Bercovitch prefers individualistic sports to team efforts. “I like to have full responsibility for the failure or success,” she says.
In 2008, when she was 40, the Israeli Olympic committee called her to see if she would train for a new Olympic sport, academic rowing. With the avid support of Skop, she pushed herself to qualify, and four months later was on her way to the Beijing Olympics, where she finished what was for her a disappointing eighth.
A few years later, she took up hand cycling “to keep in shape, and it was accessible. I can just head to a park 10 minutes from my home.” It wasn’t long before a leisure activity turned into a more professional pursuit.
Last year, Bercovitch was rated the No. 3 hand cyclist in the world (in her category for athletes with lower limb disability). She came in sixth at the London Paralympic Games last August—a result she hopes to better at the next games in 2016.
Vladimir Novodvorets, until recently one of her coaches, describes her as “stubborn, determined, completely committed to the goal. She never gives up, she doesn’t complain.”
Sometimes he says he even forgets she is disabled. “When we were in Italy once for a competition, it was pouring rain. I mentioned that my shoes were soaked, and I asked her: ‘What about yours?’ I just totally forgot that she is in a wheelchair and has no feet,” says Novodvorets. “Pascale is also special because she loves people, and that love is returned to her. But her most outstanding trait is her willpower.”
In a sense, competitive sports are minor challenges for Bercovitch, whose greatest test of willpower came when she had to compete in the real life game of survival. She credits all she is today to the 47 minutes she spent on the tracks hovering between life and death. “I could have just relaxed and let it happen, but I chose life,” she affirms.
From that moment on, Bercovitch fought fiercely, screaming until someone finally noticed her on the tracks, struggling not to lose consciousness.
“The accident turned out to be an incredible opportunity,” Bercovitch says. “I resolved then to make every moment of my life into a pearl. Every morning is a challenge for me, to squeeze all I can out of the day.”
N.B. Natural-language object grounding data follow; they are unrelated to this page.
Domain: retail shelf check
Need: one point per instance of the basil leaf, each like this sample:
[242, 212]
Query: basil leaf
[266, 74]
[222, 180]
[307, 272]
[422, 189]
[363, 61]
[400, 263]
Bercovitch’s story has made her a popular motivational speaker—in Hebrew, English, French and German, and in several countries. In a talk she gave to workers from a struggling Israeli high-tech firm, she told her mesmerized audience, “The most important thing is to realize your dreams. And there is no way to realize a dream without paying the price.”
While some members of the audience held back tears, Bercovitch was unsentimental about her fate: “Other people have it much harder than I do. Legs aren’t really so important in life.”
Bercovitch has certainly traveled a long way without them, stringing days like pearls along the way.